This may surprise many people who favour strong borders and putting British people first, but the government’s decision, on the advice of the Member of Parliament Keith Vaz, to screen for Ebola at UK airports: is absurd. It may even be dangerous.
Here are some of the following reasons the plans are so flawed:
- It’s not “screening”. Checking someone’s temperature is not screening. If it worked we’d have it now to screen for illnesses like malaria in travellers returning from the third world. We don’t because it isn’t remotely effective.
- Screening tests have to be good at picking those with illnesses and excluding those without them. A raised temperature could be from pretty much anything, and Ebola incubates for up to three weeks, during which time there’s no fever. Same for malaria as it happens…
- What plan is there people with raised temperatures? Are we going to quarantine every one with a fever in category four isolations beds? We have two in the country, with about four more on the way. There is no doctor I know who would kick a patient out of hospital with a slightly raised temperature after coming back from West Africa.
- There’s no cure, there isn’t even an effective medicine easily available outside of a few experimental treatments. There’s no point screening anyone when early treatment isn’t going to stop the disease getting worse. There’s no advantage to screening over simply watching and waiting for people to develop symptoms and then treating them as needed.
- Same goes for GP practices and hospitals. Unless the government has truck loads of personal protective equipment for health care workers to a category four standard the NHS is NOT equipped for Ebola. One GP told me, “They have sent us letters to make us aware of symptoms and who to contact if we think a patient might have Ebola. By that point I will already be infected. What bloody good is that?”

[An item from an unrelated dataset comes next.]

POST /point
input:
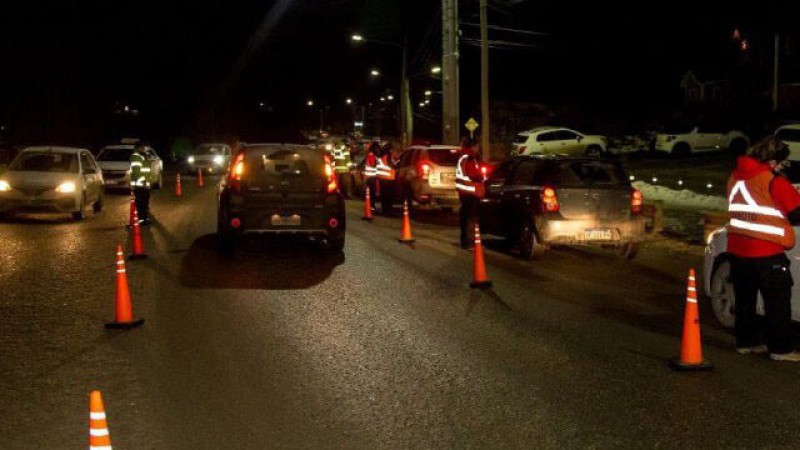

- There is no scope whatsoever for discriminating those who have arrived from West Africa and those who have sat next to someone from West Africa when they fly to the UK via a European or African hub airport. Screening will miss huge numbers of people. This is why banning flights from Ebola affected countries is completely pointless.
- Nothing can be worse in a major transport hub for spreading infectious diseases rather delaying people leaving. Slowing down traffic inside Heathrow is the last thing that’s needed, mingling time is what Ebola just loves.
So what should we do? We could start by cutting down easily identified risks of transmission and be able to contact trace anyone entering the UK. So we have to clamp down even harder on illegal immigration where such tracing is impossible. Poor people, crammed together, in lorries and containers for days at a time are far more likely to spread Ebola than affluent passengers whose food and water is prepared hygienically for them on a flight. That should be obvious.
Stopping the ridiculous bushmeat trade centred on London and Paris should be another obvious strategy. Rather than banning people, banning any luggage except one item of hand luggage (Ryanair’s ahead of the game here) and subjecting hand luggage to inspection would shut down a major source of bushmeat smuggled into Britain that would remain infectious for much longer than infected travellers (who’d be either treated or die pretty quickly).
SARS caused economic havoc and panic, but even though it was spread through the air, led to a small number of cases. Ebola has hit thousands but West Africa’s social situation (technically referred to a mess) has doubtless made it far far worse.
The way in which Ebola is spread and the natural history of the infection should bring airport screening into question, especially given providing frontline NHS staff with protection is money undoubtedly better spent.
The effect this will have on our aviation industry hasn’t been considered – but it will be severe.